The 2018 Yankees had an adequate rotation by any metric.
If Wins Above Replacement is your go-to, they were 10th in Baseball Reference WAR and fifth in Fangraphs WAR. They had the 14th-lowest ERA, eighth-highest strikeout rate and eighth-lowest walk rate. Their 110 home runs allowed was middle of the pack and their 65 wins were fourth-best in baseball, much of that owing to one of the best bullpens in history.
Ultimately, that fine -- not great, certainly not bad, but fine -- rotation was the Yankees' undoing in the postseason as the Red Sox's supercharged lineup got to J.A. Happ, Luis Severino and CC Sabathia. Perhaps if you play that same series again, the rotation bests Boston, but you only get one chance in a short series. Them's the breaks.
With Happ and Sabathia hitting free agency and Sonny Gray soon to be dealt, the Yankees had three holes to fill in their rotation this offseason. They quickly plugged those holes by re-signing the former pair and trading top prospect Justus Sheffield to Seattle for James Paxton, who had a career season that featured a no-hitter. Paxton, at his best, could be the ace that the team needs alongside Severino, taking weight off the young righty's shoulders and setting the stage for a playoff juggernaut.
Therefore, on paper, New York enters 2019 with a much-improved rotation, one perhaps suited to right 2018's wrongs.
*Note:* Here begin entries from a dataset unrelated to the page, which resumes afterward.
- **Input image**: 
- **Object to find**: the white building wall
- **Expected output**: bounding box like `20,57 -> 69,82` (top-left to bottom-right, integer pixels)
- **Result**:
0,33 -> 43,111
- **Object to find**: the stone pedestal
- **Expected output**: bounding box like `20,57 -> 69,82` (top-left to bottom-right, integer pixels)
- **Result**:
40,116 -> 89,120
Between Happ, Sabathia, Severino and Masahiro Tanaka, the Yankees' current rotation features pitchers who made 100 of the team's 162 starts. Happ, a midseason acquisition, can be penciled in for 15-23 more starts while Paxton's history suggests he'll start 25-27 times in 2019.
Predicting health is a fool's errand, but the Yankees have their fair share of injury risk in that rotation. Sabathia enters his final season coming off heart surgery and his annual knee cleanup. Tanaka has spent time on the DL in each of his MLB seasons except 2016. Paxton has been a walking soft tissue injury and while none of his issues have recurred or featured his elbow/shoulder, he's yet to make 30 starts in an MLB season.
Therefore, even though the Yankees have a five-man rotation that stands up well to last year's crew, they may not have the same crew in a few months. Jordan Montgomery made six starts before Tommy John surgery last year. Domingo German, Jonathan Loaisiga and Luis Cessa helped fill in with middling results, and they're the current six-through-eighth starters.
Right now, the Yankees would certainly sign up for 135+ starts out of their top five, provided they can have them healthy for October. That's where Aaron Boone's job comes in.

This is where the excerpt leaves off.